Je nachdem, wie die aktuellen Distanzierungs-Regelungen oder -Empfehlungen in deiner Region gerade lauten, kann es sein, dass du momentan nicht unbedingt viel rausgehen solltest, falls es nicht notwendig ist. Das bedeutet aber nicht, dass du nicht auch von deinen vier Wänden aus mit der Natur verbunden bleiben kannst. Schau dir den Sonnenaufgang oder -untergang vom Fenster oder Balkon aus an, leg dich in deinem eigenen Garten ins Gras oder beobachte die Ameisen in deiner Einfahrt. All diese Dinge erinnern uns daran, dass es in der Welt weitergeht, auch wenn wir gerade ein wenig Stillstand erleben – und das alles, auch die aktuelle Phase der Selbstisolation, wieder vorübergeht.
Erinnerst du dich noch an all die Dinge, für die du nie genügend Zeit hattest? Jetzt hast du Zeit für sie. Nicht nur mit deinen Freunden, deiner Familie und der Natur solltest du nämlich während deiner Selbstisolation verbunden bleiben, auch mit deinen Zielen, damit sie dich im Hier und Jetzt verankern, dir aber auch als Wegweiser in die Zukunft nach der Isolation führen. Vergiss nicht, dass es sich bei den aktuellen Einschränkungen trotz aller Härte nur um temporäre Maßnahmen handelt. Also: Lies Krieg und Frieden, lern Spanisch, räum deine Vorratskammer auf oder sortiere deine alten Klamotten aus. Was immer du schon seit Monaten oder sogar Jahren vor dir herschiebst oder was immer zwischen all deinen sonstigen sozialen und beruflichen Verpflichtungen einfach nie Zeit fand – jetzt ist der Moment dafür gekommen.
Mach zudem eine Liste mit all deinen erledigten Vorhaben und hänge diese gut sichtbar an den Kühlschrank oder deine Pinnwand, um dich regelmäßig daran zu erinnern, dass du immer noch Dinge voranbringst, auch wenn deine Zeit draußen und mit anderen gerade stark eingeschränkt ist.

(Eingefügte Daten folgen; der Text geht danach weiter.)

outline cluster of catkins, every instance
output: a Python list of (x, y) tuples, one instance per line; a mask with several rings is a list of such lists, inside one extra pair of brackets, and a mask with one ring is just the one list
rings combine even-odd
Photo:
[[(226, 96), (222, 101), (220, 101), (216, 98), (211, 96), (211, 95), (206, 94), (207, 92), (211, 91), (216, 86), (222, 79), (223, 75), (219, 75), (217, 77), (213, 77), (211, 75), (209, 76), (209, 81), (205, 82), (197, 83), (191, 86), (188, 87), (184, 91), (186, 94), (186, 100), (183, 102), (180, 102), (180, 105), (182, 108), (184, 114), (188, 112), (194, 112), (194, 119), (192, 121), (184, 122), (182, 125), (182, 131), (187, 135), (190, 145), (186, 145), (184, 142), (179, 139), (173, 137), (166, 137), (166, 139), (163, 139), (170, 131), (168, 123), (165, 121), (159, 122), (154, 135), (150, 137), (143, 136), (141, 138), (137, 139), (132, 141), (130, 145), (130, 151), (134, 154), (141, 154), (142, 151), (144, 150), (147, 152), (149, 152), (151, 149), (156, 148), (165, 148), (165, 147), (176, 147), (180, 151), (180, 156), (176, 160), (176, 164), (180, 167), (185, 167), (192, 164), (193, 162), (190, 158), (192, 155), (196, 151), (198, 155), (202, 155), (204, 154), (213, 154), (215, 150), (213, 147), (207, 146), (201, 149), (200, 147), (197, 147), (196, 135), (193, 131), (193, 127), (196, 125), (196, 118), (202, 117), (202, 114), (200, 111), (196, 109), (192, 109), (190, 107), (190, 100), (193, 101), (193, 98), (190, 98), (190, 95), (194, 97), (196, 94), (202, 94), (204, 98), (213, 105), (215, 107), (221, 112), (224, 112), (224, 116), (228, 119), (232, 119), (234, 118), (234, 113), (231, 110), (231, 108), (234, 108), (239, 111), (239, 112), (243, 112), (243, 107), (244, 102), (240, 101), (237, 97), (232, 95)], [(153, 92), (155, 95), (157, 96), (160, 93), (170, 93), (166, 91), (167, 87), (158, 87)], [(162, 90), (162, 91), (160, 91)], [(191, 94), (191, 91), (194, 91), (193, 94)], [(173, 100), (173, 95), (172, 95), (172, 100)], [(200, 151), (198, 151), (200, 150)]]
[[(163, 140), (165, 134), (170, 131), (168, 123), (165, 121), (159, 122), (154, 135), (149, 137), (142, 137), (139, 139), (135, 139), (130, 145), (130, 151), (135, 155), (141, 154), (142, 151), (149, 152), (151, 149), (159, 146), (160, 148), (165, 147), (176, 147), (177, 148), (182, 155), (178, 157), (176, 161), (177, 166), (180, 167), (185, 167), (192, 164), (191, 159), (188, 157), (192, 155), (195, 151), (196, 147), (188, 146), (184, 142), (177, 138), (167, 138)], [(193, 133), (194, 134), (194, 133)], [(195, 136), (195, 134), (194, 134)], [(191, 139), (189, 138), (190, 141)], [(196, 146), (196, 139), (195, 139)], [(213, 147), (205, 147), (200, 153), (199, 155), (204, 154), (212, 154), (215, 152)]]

Wenn du auf der Suche nach einem hübschen Design für deine Zuhause-Bucket List oder deine generellen Ziele bist, dann haben wir hier eine passende Vorlage in Canva(wird in einer neuen Registerkarte oder einem neuen Fenster geöffnet) für dich:
Der einfachste Weg, dein eigenes Wohlbefinden zu steigern, ist anderen gegenüber freundlich und hilfsbereit zu sein. Studien zeigen, dass altruistisches Verhalten sogar gesund ist. In Zeiten, in denen wir körperlich von unseren Communities abgeschnitten sind, ist es deshalb wichtiger denn je, bedeutende Verbindungen mit jenen aufzubauen, die bereits auf die eine oder andere Art isoliert leben und womöglich zusätzliche Hilfe brauchen.
Die Kampagne #viralkindness (virale Freundlichkeit) macht es beispielsweise vor: Kreiere dazu süße Postwurfkarten oder Aushänge, die anderen vermitteln, dass du für alle, die Hilfe benötigen oder sich aus gesundheitlichen Gründen während der aktuellen Krise ganz besonders schützen müssen, zur Verfügung stehst. Du könntest dabei etwa für ältere Leute einkaufen gehen oder sie auch bloß anrufen, um ihnen ein wenig zuzuhören – all diese Dinge können das Leben von Leuten, denen es aktuell nicht besonders gut geht maßgeblich zum Positiven wenden.
Fallen dir noch mehr Tipps ein, die dir und anderen das Leben während der Selbstisolation leichter machen können? Dann teile doch auch diese mit deinen Freunden und deiner Familie. Gemeinsam stehen wir die aktuelle Krise schon durch – und zwar distanziert aber garantiert nicht isoliert!